Another option is to use the GPU machines our department already has. We have K20's (only 5 though) which are great for 64-bit precision operations but we usually just use FloatTensors for deep learning so this capacity is useless and unfortunately their 32-bit operations are slower than other cheaper cards like the ones mentioned earlier. But they still should run computations much faster than on a CPU. You can check how to use them here: https://www.cs.virginia.edu/~csadmin/wiki/index.php/SLURM. If you are a graduate student in CS you already have access to this cluster and if you are an undergrad you can request such access. If you are in the Data Science program I heard you also have some GPU machines available there but I can't help you much with information about that.

Yet another option is to go to the cloud. Amazon has AWS instances that have GPUs, and as a student you can sign up to their free tier and get some free credits from here https://aws.amazon.com/education/. They gave me $70 for free in computations just by requesting it the other day. You can try that. I have run deep learning models on the GPU on AWS successfully and it is relatively painless once everything is setup. In fact you might get attached to AWS so much you won't feel the need to ever buy a computer anymore. For the people who already have experience with AWS, it is a bit difficult however to get "spot instances" with GPUs but "on demand" you can get for sure. You can see that the on demand price for the g2.2xlarge machine is only $0.65 per hour https://aws.amazon.com/ec2/pricing/ and has a 4GB GPU, and the g2.8xlarge featuring 4 GPUs costs $2.6 an hour.
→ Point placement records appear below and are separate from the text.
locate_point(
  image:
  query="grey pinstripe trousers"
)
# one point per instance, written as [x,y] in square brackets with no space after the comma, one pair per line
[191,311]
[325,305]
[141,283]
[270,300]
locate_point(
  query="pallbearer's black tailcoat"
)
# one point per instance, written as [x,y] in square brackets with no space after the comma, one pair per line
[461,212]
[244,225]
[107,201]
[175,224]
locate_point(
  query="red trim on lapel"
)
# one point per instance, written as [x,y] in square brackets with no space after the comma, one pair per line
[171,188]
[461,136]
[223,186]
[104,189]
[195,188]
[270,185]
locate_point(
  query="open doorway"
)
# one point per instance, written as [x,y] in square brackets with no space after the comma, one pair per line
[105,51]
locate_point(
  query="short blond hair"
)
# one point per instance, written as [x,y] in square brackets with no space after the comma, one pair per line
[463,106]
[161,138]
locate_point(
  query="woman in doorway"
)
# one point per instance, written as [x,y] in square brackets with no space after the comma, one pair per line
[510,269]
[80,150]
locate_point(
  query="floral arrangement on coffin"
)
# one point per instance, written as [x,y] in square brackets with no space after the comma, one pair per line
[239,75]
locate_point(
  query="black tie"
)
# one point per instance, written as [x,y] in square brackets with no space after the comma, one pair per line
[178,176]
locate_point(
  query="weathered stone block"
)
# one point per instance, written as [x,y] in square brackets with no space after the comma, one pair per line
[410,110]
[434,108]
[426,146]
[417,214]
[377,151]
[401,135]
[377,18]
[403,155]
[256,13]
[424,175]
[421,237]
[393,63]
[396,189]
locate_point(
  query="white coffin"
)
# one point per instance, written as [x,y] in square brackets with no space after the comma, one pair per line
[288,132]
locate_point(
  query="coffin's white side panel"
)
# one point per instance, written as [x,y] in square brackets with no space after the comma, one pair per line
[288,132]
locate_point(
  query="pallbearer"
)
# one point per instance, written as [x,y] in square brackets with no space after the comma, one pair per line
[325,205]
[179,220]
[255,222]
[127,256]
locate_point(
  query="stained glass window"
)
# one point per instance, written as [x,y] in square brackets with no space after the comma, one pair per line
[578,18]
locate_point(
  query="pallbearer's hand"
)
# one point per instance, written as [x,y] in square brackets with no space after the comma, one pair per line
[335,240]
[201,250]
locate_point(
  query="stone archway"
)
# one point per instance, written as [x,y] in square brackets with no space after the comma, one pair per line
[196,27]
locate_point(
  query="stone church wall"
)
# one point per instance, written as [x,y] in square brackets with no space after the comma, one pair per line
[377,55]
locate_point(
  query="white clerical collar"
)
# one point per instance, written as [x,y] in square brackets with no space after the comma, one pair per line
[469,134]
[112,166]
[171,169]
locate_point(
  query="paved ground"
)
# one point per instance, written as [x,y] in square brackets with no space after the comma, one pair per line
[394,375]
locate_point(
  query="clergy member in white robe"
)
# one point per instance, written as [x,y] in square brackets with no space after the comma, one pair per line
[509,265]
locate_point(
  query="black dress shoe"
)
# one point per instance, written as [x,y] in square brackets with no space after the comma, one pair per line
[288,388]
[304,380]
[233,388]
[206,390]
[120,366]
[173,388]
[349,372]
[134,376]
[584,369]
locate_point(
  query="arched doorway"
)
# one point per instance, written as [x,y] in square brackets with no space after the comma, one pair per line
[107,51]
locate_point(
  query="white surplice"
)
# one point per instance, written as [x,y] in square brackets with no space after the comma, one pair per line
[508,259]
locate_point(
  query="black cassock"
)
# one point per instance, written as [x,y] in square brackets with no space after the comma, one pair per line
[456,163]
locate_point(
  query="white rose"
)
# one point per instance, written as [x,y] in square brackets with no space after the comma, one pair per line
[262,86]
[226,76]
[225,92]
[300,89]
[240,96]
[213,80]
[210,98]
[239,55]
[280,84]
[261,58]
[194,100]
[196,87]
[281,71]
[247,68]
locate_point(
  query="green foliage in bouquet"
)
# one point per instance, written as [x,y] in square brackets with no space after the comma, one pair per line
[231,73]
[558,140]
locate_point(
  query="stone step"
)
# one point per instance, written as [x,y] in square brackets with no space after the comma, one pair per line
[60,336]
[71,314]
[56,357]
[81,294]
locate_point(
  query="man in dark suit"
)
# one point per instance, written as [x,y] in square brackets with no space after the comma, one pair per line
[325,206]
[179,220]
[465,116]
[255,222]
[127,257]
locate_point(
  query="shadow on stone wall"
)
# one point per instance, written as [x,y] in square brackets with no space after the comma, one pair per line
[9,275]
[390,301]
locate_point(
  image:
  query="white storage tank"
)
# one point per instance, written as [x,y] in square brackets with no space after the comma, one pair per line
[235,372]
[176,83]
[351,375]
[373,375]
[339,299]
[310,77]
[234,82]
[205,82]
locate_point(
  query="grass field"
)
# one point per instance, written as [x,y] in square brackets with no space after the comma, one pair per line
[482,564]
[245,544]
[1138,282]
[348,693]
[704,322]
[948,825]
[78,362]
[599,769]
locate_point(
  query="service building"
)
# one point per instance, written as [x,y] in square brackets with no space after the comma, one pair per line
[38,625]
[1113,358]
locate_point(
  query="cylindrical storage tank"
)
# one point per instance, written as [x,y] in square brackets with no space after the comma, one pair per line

If you use your free $70 credits, you probably can train the model for your project without having to buy your own GPU (or machine!) as long as it takes less than 70 hours of training.

I also will leave a question with this post for you to think about: Why a graphics card used to play videogames is helpful for training a convolutional neural network so much faster? If you have an answer I want to hear about it next class.